Despite the characterization of space as a warfighting domain by a leading spacefaring state, some have attempted to cool the bellicose rhetoric on space. They have been joined by other actors in space issues; academics, international institutions, policy makers (parliamentarians) and civil society organizations are playing an increasingly important role in securing space for peaceful purposes. Multilateral agreements, such as the Outer Space Treaty, and the Liability Convention, the Rescue Convention, the Registration Convention, and the Moon Agreement are essential to keeping the peace, but they are not without their flaws; Professor Meyer notes that as an early multilateral treaty, the Outer Space Treaty did not include follow-up mechanisms, such as meetings of states parties or a treaty review process, that would allow the parties to the treaty to be update commitments as the world changed. Mr. Meyer also mentioned that the “depository governments” of the Outer Space Treaty (namely the US, UK and USSR/Russia) can present a challenge, as they are often in conflict or disagreement with one another. Professor Meyer suggests that one way to extend the current ban on WMD in outer space would be to conclude an optional protocol whereby states may voluntarily sign up to support an extension of the existing ban to include conventional weapons as well. This approach brings the benefit of not having to open up the current treaty. The United Nations’ Open-Ended Working Group on Reducing Space Threats (OEWG)is another mechanism by which international institutions are attempting to bridge gaps left open by previous agreements. The OEWG’s primary focus in on reducing threats through building norms and reinforcing responsible behavior in outer space.

Space Issues

Among the many issues that we face here on Earth, there are a few that are pertinent to outer space. One of those is space debris. The issue of space debris is one area where significant progress and cooperation is seen in the OEWG and the Committee On the Peaceful Uses of Outer Space (COPUOS). As Professor Meyer notes, space debris is one of many areas where human security and space security intersect. Space debris is not the only issue; the other major issue area is the development of ASAT capabilities. Several states seem intent on obtaining the capability to destroy or disable satellites, some from the ground, and some in orbit.Given the growing ASAT threat, several states have proposed measures to limit or ban weapons in outer space altogether, one of these, mentioned in the parliamentary handbook “Assuring Our Common Future”, was the PPWT, an international treaty proposed by Russia and China, and another of these was an International Code of Conduct for Outer Space a set of measures and principles proposed by the EU. Neither has yet found sufficient support or footing due to disagreements, primarily between spacefaring nations, which global events and geopolitical tensions exacerbate. Mr. Meyer notes that the OEWG may be a mechanism for fostering cooperation by which threats in outer space may be reduced and space preserved for peaceful purposes.

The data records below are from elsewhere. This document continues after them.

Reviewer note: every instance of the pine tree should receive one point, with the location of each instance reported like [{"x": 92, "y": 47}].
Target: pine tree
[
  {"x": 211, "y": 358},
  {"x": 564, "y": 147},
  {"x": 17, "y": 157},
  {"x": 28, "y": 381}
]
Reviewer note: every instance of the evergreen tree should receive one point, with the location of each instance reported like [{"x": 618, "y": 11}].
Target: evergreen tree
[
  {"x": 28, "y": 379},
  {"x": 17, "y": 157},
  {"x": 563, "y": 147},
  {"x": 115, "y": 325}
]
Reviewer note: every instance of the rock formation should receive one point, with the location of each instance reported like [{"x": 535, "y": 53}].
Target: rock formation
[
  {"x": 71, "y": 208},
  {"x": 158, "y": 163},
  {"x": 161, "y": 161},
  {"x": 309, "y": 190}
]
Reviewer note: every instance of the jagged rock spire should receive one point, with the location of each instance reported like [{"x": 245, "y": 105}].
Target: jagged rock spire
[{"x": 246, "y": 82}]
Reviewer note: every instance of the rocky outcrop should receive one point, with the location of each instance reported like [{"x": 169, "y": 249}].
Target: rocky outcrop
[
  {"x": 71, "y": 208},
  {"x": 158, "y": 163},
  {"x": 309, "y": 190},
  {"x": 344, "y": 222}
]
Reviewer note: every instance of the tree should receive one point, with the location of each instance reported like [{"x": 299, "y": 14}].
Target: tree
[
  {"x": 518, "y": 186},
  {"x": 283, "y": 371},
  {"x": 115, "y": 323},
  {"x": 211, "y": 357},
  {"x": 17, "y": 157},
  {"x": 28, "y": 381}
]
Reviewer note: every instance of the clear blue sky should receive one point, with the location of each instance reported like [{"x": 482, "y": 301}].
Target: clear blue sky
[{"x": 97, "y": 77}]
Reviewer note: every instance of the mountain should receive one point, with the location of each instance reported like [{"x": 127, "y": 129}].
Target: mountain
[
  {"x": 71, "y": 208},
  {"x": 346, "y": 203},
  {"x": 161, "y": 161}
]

This podcast has covered many of the issues of the space domain, and many of the actors participating in outer space activities. Our global society and daily lives now depend on services that are themselves dependent on space resources. Yet, space is an area of ever-increasing instability, and current international agreements remain limited in their scope and their ability to adapt to the changing global environment, this includes international tensions and the development of new technologies, such as ASATs and other emerging weaponry. It is imperative that space remain a peaceful domain and a global commons for all mankind, and specifically that space remains free of both conventional and nuclear weapons.